Are you hungry? Of course you are; you’re a student. Of course, being a student, you aren’t picky about food. Everybody knows we just live on ramen and ketchup. Still, that isn’t the strangest thing that people eat.
Here are a bunch of things that are still eaten around the world. They seem much weirder than student fare. Some are delicious despite their “weird” factor; others are so undeniably vile that it is a mystery why anyone ever even attempted to eat them.
Hasma
Hasma is a delicacy from China that is made of dried frog fat. Specifically, it is visceral fat found around the frog’s fallopian tubes. To cook it, you should first rehydrate it so it becomes gelatinous. Possibly the oddest thing about hasma is that it is a dessert, which is normally not something you would associate with animal product or frogs. Or, for that matter, fallopian tubes. However, it is apparently slightly sweet by itself, plus it is sweetened with rock sugar. It is an ingredient in sweet soups, which by itself sounds odd to North Americans. In the soup, it serves a similar purpose to tapioca: sweetish, squishy, and pretty pointless.
Traditionally, hasma is supposed to be good for respiratory disorders, so if you have asthma, you know what to do.
Blood Pancakes
Some cultures do not eat blood and do their best to remove it from meat; others, especially European cultures, consider blood to be just another animal product and add it to sausages and other meat dishes. However, Scandinavians take it a step further. Adding to the list of “things that really don’t seem like they should be sweet” is Blodplättar, which is made of normal pancake things like milk, flour, and molasses. Also pork blood. It’s very good for you, being full of iron and such. Serve it with jam, like any other pancake.
So now you know what to do if a vampire drops by for breakfast.
Fugu
Fugu is the meat of the Japanese pufferfish, which is exceptionally poisonous.
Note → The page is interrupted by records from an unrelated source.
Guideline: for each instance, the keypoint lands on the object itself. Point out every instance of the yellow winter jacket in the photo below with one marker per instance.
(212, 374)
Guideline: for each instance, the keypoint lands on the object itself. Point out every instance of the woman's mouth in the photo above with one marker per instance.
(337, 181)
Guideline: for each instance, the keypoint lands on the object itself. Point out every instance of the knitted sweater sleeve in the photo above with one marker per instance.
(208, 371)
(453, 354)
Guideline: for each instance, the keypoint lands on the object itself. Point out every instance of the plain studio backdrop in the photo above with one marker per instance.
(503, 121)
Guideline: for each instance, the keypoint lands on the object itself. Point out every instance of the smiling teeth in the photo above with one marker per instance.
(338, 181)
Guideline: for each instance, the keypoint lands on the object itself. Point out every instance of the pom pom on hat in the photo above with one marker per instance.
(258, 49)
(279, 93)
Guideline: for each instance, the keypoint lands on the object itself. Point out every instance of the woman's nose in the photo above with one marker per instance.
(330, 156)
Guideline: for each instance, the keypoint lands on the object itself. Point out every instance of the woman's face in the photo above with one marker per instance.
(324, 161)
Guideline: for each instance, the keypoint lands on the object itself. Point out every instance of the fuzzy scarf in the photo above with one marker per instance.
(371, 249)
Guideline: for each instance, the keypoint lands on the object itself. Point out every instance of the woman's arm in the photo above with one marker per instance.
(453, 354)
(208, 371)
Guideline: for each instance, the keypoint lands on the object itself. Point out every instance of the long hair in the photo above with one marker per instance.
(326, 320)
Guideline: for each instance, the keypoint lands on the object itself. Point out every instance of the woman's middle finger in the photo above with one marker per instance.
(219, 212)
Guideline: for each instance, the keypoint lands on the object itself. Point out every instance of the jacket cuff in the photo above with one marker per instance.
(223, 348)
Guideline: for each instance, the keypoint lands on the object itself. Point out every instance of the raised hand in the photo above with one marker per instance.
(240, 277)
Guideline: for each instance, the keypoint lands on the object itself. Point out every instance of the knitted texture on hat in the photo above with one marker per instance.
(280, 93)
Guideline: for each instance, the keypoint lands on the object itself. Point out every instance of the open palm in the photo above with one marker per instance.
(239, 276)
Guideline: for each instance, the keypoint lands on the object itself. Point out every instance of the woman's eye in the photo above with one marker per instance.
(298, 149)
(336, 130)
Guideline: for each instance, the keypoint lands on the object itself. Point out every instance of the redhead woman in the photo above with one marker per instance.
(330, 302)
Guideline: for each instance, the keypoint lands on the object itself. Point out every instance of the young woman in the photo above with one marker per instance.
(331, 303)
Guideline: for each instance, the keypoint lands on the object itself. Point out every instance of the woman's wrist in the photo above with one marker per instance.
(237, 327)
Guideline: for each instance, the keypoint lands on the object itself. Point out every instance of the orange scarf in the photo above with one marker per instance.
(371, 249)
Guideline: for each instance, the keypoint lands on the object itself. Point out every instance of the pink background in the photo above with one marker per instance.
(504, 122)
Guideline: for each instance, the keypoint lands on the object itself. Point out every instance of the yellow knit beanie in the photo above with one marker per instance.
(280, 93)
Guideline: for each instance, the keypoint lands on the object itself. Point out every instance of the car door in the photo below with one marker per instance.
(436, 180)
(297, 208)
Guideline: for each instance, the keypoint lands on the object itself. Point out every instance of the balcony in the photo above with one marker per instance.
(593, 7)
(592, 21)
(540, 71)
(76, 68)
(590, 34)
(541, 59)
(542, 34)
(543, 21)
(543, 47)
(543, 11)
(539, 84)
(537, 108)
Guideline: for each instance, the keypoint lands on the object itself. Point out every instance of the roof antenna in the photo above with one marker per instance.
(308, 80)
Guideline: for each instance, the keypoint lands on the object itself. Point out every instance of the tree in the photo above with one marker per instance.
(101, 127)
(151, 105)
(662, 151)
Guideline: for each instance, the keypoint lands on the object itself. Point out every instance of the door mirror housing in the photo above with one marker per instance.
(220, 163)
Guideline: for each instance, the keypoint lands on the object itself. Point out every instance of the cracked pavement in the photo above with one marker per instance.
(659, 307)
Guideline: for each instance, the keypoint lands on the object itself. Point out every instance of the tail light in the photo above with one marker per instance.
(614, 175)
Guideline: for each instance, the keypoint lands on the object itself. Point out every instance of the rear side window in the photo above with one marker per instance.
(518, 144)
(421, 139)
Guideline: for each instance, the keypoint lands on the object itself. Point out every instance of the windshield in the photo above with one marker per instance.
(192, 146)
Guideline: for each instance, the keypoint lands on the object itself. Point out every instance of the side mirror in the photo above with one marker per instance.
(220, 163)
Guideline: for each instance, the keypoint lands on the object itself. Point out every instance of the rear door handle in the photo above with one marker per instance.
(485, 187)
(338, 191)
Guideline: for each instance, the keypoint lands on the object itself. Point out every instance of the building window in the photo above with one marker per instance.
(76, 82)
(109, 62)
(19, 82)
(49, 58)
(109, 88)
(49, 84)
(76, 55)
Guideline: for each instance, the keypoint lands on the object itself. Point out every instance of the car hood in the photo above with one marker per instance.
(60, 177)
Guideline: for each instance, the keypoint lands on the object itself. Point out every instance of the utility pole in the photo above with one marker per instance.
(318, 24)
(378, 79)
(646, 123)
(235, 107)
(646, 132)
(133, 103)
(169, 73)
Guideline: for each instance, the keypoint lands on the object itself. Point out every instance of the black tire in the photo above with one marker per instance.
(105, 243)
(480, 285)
For some reason, people still want to eat it despite the fact that, if it is incorrectly prepared, it can suffocate you slowly over a period of up to 24 hours while you are still fully conscious. Historically it has been banned in Japan, and currently is very strictly regulated, for obvious reasons.
Only certain organs are toxic so, if they are properly removed, the fish can be safely eaten. The fish itself does not produce the toxin so if it is properly farmed and fed, it will be completely fine. However, purists reject this non-toxic fish. Who doesn’t want their sushi meal to be a brush with a horrible death? Some people have even intentionally eaten the toxic organs not to commit suicide per se, but to show how macho they were. Those guys are now dead, of course, but everyone knows exactly how brave they were, and also their exact IQ.
Steak Tartare
The Mongols managed to take over much of the known world back in the day due to their cavalry. Their horse archers were incredibly deadly and incredibly fast; armies travelled over absurd distances without stopping for days. Of course, this meant that they also had to eat on the move. (They also had to poop on the move, but I won’t go there.)
Steak Tartare nowadays means that the steak is raw, chopped, and flavoured; “tartar” was an old-fashioned word for the Mongols and Asiatic Turkish tribes in Europe. This is because one way their armies liked to prepare food without stopping was to take slices of raw meat and place them under their saddles while riding. This would mash up the meat. At least they would wrap it up, so it wouldn’t actually have horse hair in it (they weren’t barbarians, after all… oh wait.). When they invaded Russia, being basically the only people to ever do so with even marginal success, the Russians decided that the meat thing was a good idea for some inexplicable reason.
The meaning of steak tartare obviously changed over the years, but some people think that the whole horse-squished meat dish is the ancestor of the modern hamburger. That might explain Burger King.
Hákarl
Hákarl is found in Iceland and it basically combines the negative qualities of all of the above. It is made of a fermented shark, and is exactly as vile as it sounds. It tastes strongly of ammonia and fishiness.
To prepare hákarl, start by killing and cleaning a shark, as you would expect. Then, bury it in a gravel pit for several months or, if you are more modern, put it in a container with a drainage hole. Why are you doing this step? To squeeze out the neurotoxin-rich liquids, because of course it contains neurotoxins. It also ferments (a.k.a. rots, because it is a fish) during this time and smells strongly of ammonia. Some people say that back in the day people would pee on it to make it smell less bad. Hákarl isn’t very common nowadays but it is still very much eaten, although probably not peed on. Probably.
After fermenting it and possibly peeing on it, you hang it up to dry for some more months before serving it. There is no “cooking” step.
Traditionally, Hákarl is eaten while drinking very hard liquor. This is not because you have to be drunk to even think about putting it in your mouth, but because the alcohol will mask the taste of the shark.
So there we have it: a dish that has to be treated extensively to render it non-toxic, and which smells so horrible that urine is considered a preferable smell, and tastes so bad that hard liquor is considered a preferable taste. The only reason they invented it was because Icelanders are vikings, and vikings’ main goal is to be more hardcore than anyone else. I think we can all agree that they have succeeded.